As Spawn’s translator, tasked with rendering the text from one settler language (French) into that of another (English), my work was delicate and intense. The poems in Spawn work to subvert the language in which they’re written, to resist its conventions. Gill starts poems in the middle of sentences, in the middle of thoughts. She capitalizes and punctuates according to an internal logic, then breaks her own rules. She interrupts her own finely tuned sonic play with dissonance and elevated diction with slang. She resists containment; she resists categorization; she resists her French-speaking readers. She unsettles.
In English, I have worked to preserve the tension of Gill’s choices: her reversals of convention, her shifts in register, her project of disruption. I’ve worked to render in English a voice as sensitive and intimate as it is raw and elemental. For Gill’s speaker, the recovery of this voice, this identity, this parole is a lifework. As she asserts in one of the book’s final poems, “We cut our teeth on weapons / I know we are … the language of hailstones.”
I want the America that cries out in your voice
I want our plundered bloods
our earth-colored, powwow bloods
rising in her throat
when she sees us queueing
for the microwave.
Je veux l’Amerique comme elle te ressemble de la voix.
Je la veux de nos sangs bardassès,
nos sangs couleur pow-wow de la terre
qui tremble de la gorge
quand elle nous voit faire la file
devant les micro-ondes
***
A luck: the arena at night and making out
behind the police station
the northern lights dancing on nintendo
chicken buckets, the monthly allowance
happy meals from nobody’s birthday
and weekends in the woods
and partridges to twist.
And the lake, a luck, the lake.
Une chance le soir il y a l’aréna et se manger
les amygdales derrière le poste de police
il y a faire danser les aurores boréales au nintendo
les barils de poulet de l’allocation du vingt
les joyeux festins de la fête à personne
il y a les fins de semaine dans le bois
et les perdrix à tordre.
Et le lac, une chance, le lac.
***
we learn by heart
the logic of nodes
of inordinate knowledge
the internet probes the twilight
in our ruby-throated eyes
no longer capable of flight
nous apprenons par cœur
la logique des nœuds
de toutes les démesures
l’internet trouant la pénombre
dans nos yeux de rouges-gorges
pas capables de voler comme du monde
Footnotes
[1]
A home-like, habitable, livable language; a bearable speech; a survivable word.
Marie-Andrée Gill is Pekuakamishkueu and identifies primarily as a poet.

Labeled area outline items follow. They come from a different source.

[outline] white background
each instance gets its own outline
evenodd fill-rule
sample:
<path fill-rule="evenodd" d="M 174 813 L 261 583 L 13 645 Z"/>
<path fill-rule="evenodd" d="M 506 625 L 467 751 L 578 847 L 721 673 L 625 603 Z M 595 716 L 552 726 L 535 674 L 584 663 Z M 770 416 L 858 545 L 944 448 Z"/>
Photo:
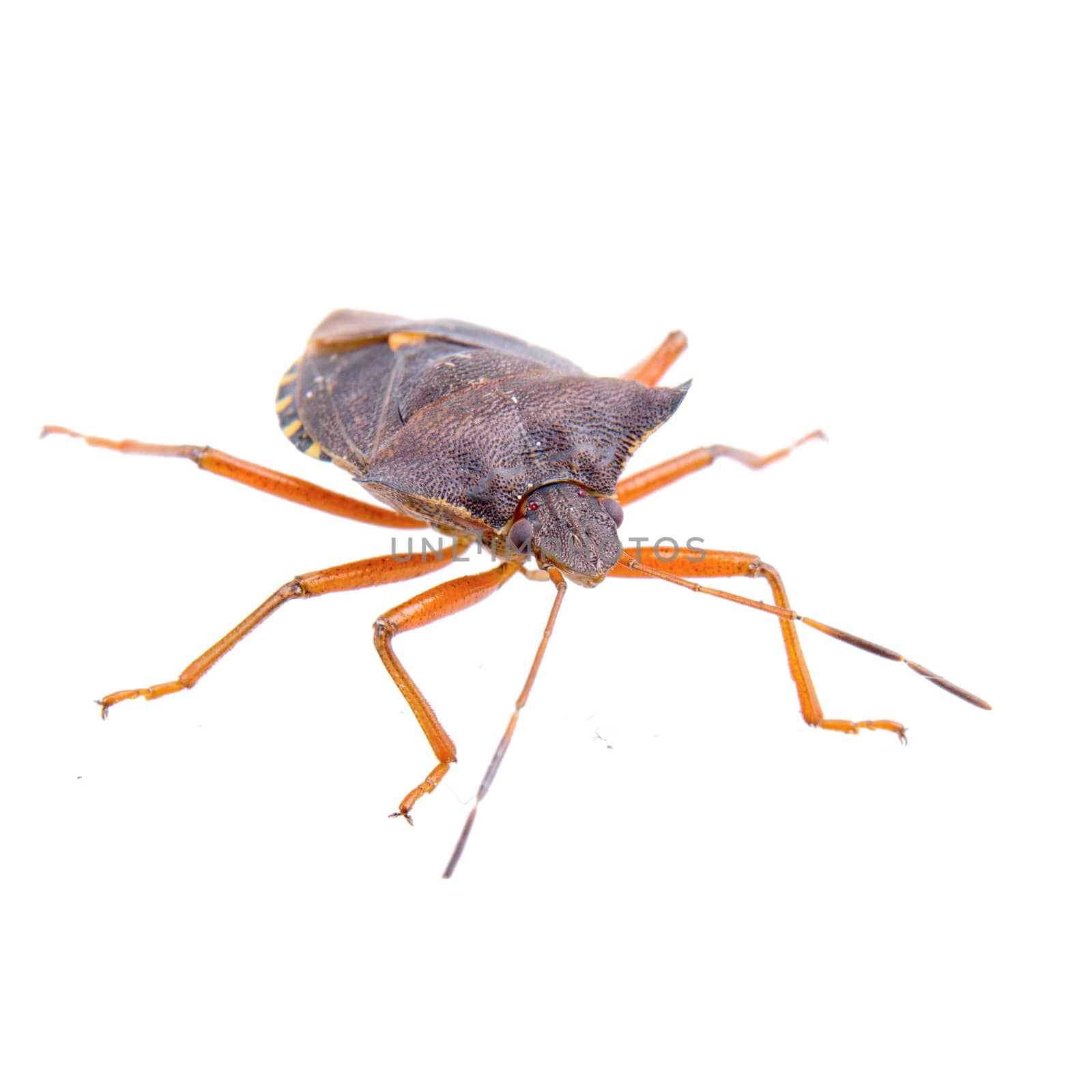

Mother, friend, lover, student, her research and creative work concern transpersonal and decolonial love. Bridging kitsch and existentialism, her writing is rooted in territory and interiority, combining her Quebec and Ilnu identities. She is the author of three books from La Peuplade: Béante, Frayer, and Chauffer le dehors.
Kristen Renee Miller’s poems and translations appear in POETRY, The Kenyon Review, Guernica, The Offing, and Best New Poets 2018. A recipient of fellowships from The Kentucky Arts Council, Vermont Studio Center, Blackacre Conservancy, and the Kentucky Foundation for Women, she is the translator of Spawn, a poetry collection by Innu Nation poet Marie-Andrée Gill, forthcoming in 2020. She lives in Louisville, Kentucky, and is the managing editor at Sarabande.